阮文杰在出门前给支持他的长辈通了消息,若是他出事,就让他们来找阮姌。
所以,才有了现在的兴师问罪。
一大群老人叽叽喳喳,阮青松没吭声,脸色阴沉得厉害。
“大小姐,文杰是阮家的继承人,他若出事,你的日子也不会好过。”
“你们是有血缘关系的亲姐弟,有话就摊开了说,别背地里搞小动作。”
“把文杰完好无损的送回来,我们就当今天的事没发生过,不然……”
三叔公的话没说完,但威胁的意味很明显。
阮姌无辜的看着他们,“你们在说什么,我怎么一个字也听不懂?”
“大小姐,别装了,我们都知道文杰出事是你做的。”
“你们说是就是?以为自己是一锤定音的法官?既然这么肯定,那就报警啊,我愿意接受调查。”
三叔公冷着脸,气势骇人,“大家低头不见抬头见,还是不要把脸撕破的好。”
言外之意,他们之所以不报警,已经给了阮姌面子。
阮姌冷笑,“你们都已经跑到我家指着我的鼻子骂了,难道不是在打我的脸?想要污蔑我,那就先伪造好证据,空口白话多没意思。”
来的长辈并没有任何证据,被堵得说不出话。
有人突然出声,
“大小姐,如果你敢用你的孩子发誓,我们就信你。”
这话触了阮姌的逆鳞,她落在对方身上的视线阴冷又危险。
傅锦年握住她的想要打人的拳头,皮笑肉不笑的说道:“堂叔,下次再让我听到您把我的孩子扯进来,我就将您儿子走私的证据交给警察。”
不给这些人一点颜色瞧瞧,还真以为他们夫妻好欺负!
男人的脸色很难看,灰溜溜的走了。
剩下的人以三叔公为首,站着没动,摆明了要阮姌给他们一个说法。
阮姌掩嘴打了个哈欠,“我困了,就不陪各位在这站岗了,晚安。”
阮青松附和道:“姌姌,你和锦年累了一天,赶紧去休息。”
长辈们盯着离开的两夫妻,咬牙切齿的同时,又无可奈何。
他们就算辈分高,也不敢在家主面前放肆。
只能将算盘打到阮青松身上。
“家主,文杰失踪的事已经闹得沸沸扬扬,阮氏的股价也下跌了不少,股东颇有微词。”
“而且文杰手里的项目也出了问题,若他不出面解决,不仅继承人的位置岌岌可危,公司的职位也会不保。”

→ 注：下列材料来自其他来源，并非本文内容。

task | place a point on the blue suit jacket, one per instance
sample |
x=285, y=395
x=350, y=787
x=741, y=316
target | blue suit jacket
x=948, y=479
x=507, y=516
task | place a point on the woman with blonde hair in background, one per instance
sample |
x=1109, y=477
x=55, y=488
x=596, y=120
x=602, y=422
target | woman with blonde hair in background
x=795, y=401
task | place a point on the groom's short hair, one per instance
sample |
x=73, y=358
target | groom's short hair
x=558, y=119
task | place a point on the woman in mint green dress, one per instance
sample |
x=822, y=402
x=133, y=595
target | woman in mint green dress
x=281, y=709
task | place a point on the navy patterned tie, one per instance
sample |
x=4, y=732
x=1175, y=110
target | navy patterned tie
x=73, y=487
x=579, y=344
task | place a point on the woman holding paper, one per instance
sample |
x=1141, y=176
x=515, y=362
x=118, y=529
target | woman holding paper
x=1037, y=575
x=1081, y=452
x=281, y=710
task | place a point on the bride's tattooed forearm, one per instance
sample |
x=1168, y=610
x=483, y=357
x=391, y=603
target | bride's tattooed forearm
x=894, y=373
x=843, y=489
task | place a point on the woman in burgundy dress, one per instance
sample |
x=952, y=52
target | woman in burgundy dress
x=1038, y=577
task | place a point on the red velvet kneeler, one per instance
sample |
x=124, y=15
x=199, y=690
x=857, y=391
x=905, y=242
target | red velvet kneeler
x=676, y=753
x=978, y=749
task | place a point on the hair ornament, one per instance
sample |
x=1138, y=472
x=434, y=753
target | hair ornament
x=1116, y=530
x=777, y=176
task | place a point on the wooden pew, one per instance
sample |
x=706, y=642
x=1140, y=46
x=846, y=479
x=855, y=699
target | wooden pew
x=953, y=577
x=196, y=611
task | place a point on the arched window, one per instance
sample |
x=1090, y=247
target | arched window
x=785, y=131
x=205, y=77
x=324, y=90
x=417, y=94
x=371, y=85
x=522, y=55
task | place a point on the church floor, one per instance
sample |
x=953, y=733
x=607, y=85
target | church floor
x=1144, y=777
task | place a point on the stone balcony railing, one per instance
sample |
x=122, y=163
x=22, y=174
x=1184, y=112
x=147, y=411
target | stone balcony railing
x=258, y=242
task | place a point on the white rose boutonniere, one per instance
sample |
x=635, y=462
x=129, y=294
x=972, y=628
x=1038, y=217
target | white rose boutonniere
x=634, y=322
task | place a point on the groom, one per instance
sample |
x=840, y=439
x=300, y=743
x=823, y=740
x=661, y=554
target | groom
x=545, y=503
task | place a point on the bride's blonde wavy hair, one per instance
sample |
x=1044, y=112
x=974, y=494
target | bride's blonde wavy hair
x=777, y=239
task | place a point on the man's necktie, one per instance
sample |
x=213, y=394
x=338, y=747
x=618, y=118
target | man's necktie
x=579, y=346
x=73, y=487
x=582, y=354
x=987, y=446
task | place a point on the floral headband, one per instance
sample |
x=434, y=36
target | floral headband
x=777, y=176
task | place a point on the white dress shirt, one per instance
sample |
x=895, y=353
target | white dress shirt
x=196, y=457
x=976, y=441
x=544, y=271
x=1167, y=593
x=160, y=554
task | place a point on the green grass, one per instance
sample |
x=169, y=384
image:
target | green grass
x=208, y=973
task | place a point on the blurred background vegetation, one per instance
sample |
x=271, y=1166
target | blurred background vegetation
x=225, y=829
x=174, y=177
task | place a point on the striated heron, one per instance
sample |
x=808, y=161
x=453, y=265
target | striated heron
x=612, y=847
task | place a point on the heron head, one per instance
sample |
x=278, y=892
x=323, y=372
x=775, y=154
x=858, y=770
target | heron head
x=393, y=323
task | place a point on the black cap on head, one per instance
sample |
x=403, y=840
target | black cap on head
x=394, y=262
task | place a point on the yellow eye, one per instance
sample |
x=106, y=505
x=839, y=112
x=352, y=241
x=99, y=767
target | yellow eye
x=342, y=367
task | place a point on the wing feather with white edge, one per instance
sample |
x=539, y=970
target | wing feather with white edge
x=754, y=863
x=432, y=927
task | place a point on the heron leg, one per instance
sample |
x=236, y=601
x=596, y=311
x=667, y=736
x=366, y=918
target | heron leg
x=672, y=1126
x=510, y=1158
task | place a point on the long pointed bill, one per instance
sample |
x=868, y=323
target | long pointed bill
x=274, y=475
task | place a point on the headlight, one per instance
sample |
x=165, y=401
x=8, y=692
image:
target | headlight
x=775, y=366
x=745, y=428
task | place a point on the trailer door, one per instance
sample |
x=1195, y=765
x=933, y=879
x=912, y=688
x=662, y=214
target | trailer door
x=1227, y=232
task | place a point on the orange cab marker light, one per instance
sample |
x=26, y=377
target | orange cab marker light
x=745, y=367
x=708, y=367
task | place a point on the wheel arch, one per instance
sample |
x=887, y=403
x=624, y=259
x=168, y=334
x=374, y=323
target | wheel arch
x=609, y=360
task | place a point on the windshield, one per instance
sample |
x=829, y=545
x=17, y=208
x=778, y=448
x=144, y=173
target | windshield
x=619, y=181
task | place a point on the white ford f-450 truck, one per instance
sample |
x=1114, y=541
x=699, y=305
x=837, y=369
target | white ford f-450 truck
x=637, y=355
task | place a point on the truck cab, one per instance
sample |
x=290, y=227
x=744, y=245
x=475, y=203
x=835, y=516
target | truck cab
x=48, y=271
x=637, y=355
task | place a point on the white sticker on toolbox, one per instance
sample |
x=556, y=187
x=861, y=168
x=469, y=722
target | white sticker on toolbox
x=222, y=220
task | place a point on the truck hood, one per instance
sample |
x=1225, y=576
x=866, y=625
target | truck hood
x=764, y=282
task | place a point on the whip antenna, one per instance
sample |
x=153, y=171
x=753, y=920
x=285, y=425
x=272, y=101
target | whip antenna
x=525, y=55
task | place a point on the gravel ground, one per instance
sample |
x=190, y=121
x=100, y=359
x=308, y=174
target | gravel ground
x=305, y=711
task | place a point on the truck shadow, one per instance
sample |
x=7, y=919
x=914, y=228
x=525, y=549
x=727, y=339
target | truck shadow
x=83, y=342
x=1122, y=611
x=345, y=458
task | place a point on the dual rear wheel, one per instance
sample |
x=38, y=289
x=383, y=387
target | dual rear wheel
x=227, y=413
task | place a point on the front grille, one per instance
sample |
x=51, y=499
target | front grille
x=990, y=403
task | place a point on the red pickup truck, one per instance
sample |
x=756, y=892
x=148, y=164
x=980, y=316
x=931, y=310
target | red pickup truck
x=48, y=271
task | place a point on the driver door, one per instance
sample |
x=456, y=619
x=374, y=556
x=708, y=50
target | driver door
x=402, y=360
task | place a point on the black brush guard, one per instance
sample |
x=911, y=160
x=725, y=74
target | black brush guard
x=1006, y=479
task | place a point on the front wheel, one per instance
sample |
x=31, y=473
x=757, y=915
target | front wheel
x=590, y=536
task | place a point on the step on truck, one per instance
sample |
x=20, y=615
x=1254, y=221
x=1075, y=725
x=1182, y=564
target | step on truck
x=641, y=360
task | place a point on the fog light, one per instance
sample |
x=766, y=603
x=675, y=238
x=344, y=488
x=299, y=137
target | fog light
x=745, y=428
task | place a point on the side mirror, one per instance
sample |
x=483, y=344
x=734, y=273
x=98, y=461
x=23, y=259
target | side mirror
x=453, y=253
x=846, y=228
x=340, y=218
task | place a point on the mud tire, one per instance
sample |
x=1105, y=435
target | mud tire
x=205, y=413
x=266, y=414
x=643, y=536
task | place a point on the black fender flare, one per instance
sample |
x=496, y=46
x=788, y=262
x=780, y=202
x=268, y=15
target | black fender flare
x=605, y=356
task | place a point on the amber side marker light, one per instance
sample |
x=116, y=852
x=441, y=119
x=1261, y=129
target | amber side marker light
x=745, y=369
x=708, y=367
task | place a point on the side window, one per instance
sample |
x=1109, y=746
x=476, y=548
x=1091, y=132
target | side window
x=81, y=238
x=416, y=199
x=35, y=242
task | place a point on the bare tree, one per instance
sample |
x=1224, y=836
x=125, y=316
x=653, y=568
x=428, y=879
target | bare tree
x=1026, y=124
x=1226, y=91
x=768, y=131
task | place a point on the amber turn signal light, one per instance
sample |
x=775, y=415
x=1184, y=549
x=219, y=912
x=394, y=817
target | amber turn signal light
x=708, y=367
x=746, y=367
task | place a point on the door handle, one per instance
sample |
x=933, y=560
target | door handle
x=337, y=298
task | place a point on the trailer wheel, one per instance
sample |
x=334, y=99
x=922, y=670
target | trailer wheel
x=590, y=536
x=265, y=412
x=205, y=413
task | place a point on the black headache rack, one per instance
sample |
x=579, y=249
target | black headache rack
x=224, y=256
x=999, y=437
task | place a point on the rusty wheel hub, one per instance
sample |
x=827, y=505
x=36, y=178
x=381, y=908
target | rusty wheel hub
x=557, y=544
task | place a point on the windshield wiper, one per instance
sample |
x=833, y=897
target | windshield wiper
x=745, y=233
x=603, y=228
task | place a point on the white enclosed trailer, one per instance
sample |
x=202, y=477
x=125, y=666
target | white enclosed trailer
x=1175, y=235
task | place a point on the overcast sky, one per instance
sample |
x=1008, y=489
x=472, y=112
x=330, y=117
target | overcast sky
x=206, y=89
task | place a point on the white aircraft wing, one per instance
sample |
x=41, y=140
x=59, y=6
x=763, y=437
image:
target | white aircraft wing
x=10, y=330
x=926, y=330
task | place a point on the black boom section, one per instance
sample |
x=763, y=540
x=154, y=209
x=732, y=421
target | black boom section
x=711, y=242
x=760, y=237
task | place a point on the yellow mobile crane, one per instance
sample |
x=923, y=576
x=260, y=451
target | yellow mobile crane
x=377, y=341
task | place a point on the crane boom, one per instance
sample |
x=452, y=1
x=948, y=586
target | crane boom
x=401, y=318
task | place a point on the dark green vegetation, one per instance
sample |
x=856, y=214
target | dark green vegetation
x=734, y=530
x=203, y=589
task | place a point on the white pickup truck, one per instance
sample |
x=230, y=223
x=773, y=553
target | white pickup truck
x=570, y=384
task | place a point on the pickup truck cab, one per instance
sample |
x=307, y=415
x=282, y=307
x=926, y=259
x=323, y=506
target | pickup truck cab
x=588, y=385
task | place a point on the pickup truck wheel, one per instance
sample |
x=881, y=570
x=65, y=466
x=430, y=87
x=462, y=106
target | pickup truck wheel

“大家同在一条船上,一荣俱荣一损俱损,若是有人对文杰不利,我们一定不会放过!”
“家主,
文杰是你唯一的儿子,也是阮家的继承人,他比阮姌重要。”
该说的都说完了,长辈们相继离开。
阮青松盯着关上的大门,脸色阴沉如水。
之前没直接将这些老家伙赶走,是不想彻底撕破脸,闹到开祠堂的地步。
可他们竟然给他女儿难堪,不能忍!
他给助理打电话,报给他一些人名,都是今晚欺负她女儿的老家伙。
“将他们儿子或者孙子的犯罪证据,以我的名义交给警察。”
既然老东西不给他面子,那就正面刚好了。
挂了电话,阮青松朝楼上看去,正好和趴在栏杆上的阮姌四目相对。
他的嘴角扬起慈祥的笑,“姌姌,怎么没休息?”
阮姌走下楼,站在阮青松的对面,说道:“爸,阮文杰死不了。”
“好,我知道了。”
“你不问问我出了什么事?他还能不能回来?”
阮青松摇了摇头,“没什么好问的,爸相信你。”
阮姌心里感动,“谢谢爸。”
她将合谋对付阮文杰的话咽了回去,转身上楼。
不管阮文杰错得有多离谱,阮青松都是他的父亲,她不能让阮青松对付亲生儿子。
次日一大早,一夜好眠的阮姌被吵醒了。
她睁开眼,天才微微亮。
身边的男人
靠在床头,手机屏幕的微弱亮光照在脸上,让五官看起来更加深邃迷人。
她睡眼惺忪,声音带着刚睡的沙哑,“出什么事了?”
傅锦年低头,在阮姌的额头落下一吻。
“爸对昨天找你麻烦的长辈出手了,动了他们的儿子孙子,他们现在正叫嚣着给说法。”
阮姌的瞌睡醒了大半,立刻坐起身,“我去看看。”
她没有下楼,而是站在靠近楼梯的房间旁偷听。
三叔公的声音最为响亮,“家主,你将事做得这么绝,是想逼我们反水吗?”
这话并没有威胁到阮青松,他冷哼一声,“现在知道生气了?昨晚当着我的面,逼我女儿的时候,我也这么生气!”
“我们那么做,也是为了文杰。”
“我看你们是借题发挥,不想我女儿在阮家待下去,故意往她身上泼脏水!
我对付你们的儿子孙子,用的是真凭实据,你们有本事也拿出真凭实据来!”
“青松,你若一直分不清轻重,家主的位置迟早会被别人夺走。”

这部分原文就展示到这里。